Maybe I won’t tell her any of it, if she asks.
Chapter 16
She can hear creaks and sighs coming from upstairs, murmured voices, slow footsteps. The flush of the toilet. She looks up at the ceiling, the woman in the kitchen of number nineteen, the mother of the boys playing cricket with milk crates outside, and she wipes her hands clean of roti flour. Darling she says, calling through to her husband, darling, nana and papa are waking up, and she puts the kettle on and begins to lay out another breakfast for her husband’s mother and father, bowls of yoghurt sweetened with honey, slices of fruit, juices and tea. Darling please! she says, a little more urgently, and she hears the television going off and she sees her husband appearing in the hallway. Good morning mother he says, looking up as his mother slowly descends, are you well, did you sleep okay? Good morning son she says, her voice heavy with the strain of moving down the stairs, and as she reaches him she pauses for breath, leaning forward to allow him to kiss her on each cheek, yes I slept okay, thankyou, yes I am well she says.
She moves through the kitchen, awkwardly, bulkily, she says good morning child and the mother in the kitchen says good morning would you like some breakfast mother? She pours water from the kettle into the teapot, and they both sit, hands folded on their laps, waiting. The stairs creak and they hear the pained exhaling of a man who does not find walking easy. They hear the son greeting the father and the father greeting the son, and the two men join them and sit at the table. They each murmur a small prayer of thanks, and there is a moment’s silence as the first mouthfuls of breakfast are taken. The front door opens and closes, and they all look round but there is no one there. The son calls out the names of the twins, and there is no answer but they hear footsteps and a door closing upstairs.
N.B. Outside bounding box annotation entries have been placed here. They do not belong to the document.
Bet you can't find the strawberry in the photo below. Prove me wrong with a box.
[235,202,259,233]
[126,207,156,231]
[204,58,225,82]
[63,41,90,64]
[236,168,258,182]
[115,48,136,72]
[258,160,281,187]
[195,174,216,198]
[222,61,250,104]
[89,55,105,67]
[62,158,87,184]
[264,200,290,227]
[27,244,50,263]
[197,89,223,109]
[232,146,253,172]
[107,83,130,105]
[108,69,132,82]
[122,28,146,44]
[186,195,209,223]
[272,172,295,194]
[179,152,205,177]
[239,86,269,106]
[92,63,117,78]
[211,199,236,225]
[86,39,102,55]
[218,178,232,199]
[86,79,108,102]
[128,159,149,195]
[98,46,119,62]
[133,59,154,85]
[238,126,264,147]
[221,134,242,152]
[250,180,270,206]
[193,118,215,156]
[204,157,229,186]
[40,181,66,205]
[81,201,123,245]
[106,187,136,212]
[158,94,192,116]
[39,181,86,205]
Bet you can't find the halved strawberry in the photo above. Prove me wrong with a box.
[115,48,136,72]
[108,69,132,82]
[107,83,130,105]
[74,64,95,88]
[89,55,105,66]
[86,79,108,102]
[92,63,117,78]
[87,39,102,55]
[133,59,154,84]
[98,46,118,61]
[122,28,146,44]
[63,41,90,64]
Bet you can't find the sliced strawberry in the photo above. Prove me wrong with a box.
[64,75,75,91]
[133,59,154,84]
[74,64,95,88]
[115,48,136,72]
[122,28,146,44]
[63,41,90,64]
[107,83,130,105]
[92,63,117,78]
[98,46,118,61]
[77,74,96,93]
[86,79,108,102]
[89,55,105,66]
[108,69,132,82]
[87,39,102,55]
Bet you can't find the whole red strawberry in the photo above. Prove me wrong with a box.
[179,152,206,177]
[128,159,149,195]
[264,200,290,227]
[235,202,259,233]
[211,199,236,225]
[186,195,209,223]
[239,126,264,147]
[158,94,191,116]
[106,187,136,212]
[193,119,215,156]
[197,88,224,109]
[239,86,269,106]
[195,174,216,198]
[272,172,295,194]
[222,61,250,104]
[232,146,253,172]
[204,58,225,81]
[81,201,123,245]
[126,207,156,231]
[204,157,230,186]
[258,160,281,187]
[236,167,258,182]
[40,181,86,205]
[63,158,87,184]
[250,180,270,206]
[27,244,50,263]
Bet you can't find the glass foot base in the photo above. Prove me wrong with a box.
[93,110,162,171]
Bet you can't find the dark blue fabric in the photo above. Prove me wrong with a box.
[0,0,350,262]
He looks at his wife and she puts her spoon down and goes to see if things are okay, she hears a voice, her daughter’s voice, singing very quietly, talking from behind her bedroom door.
She waits outside the room for a moment, wondering if she should ask is everything okay, and then she turns and goes back to her breakfast.
Inside her bedroom, the girl is singing, waving a ribbon around her head in a wide slow circle and balancing on one foot. She is looking at herself in the mirror, pulling faces, tugging her mouth open as wide as it will go, grinning, frowning, tipping her head to one side and cupping a hand around her ear.
Outside, at number twenty-five, a man with a long beard is levering the lid from a tin of pale blue paint, he is plucking the loose bristles from a thin paintbrush, wiping the dust from his downstairs windowframe with a damp cloth, laying the first sticky press of paint across the bare grain of the wood.
The man in the kitchen of number sixteen hears her voice again, saying darling can’t you reach me can’t you, and the plate in his scarred hand shakes and spills toast crumbs to the floor. He has no way of making silence, so he concentrates instead on the sound of his daughter dancing lightly up the stairs. She is singing a song she has heard on the radio, he listens but he does not recognise it. He puts the plate in the sink, he tidies the other things, the lids on the jam and the honey, the margarine in the fridge, the knives and the cups in the sink. He could not, he tried but he could not reach her.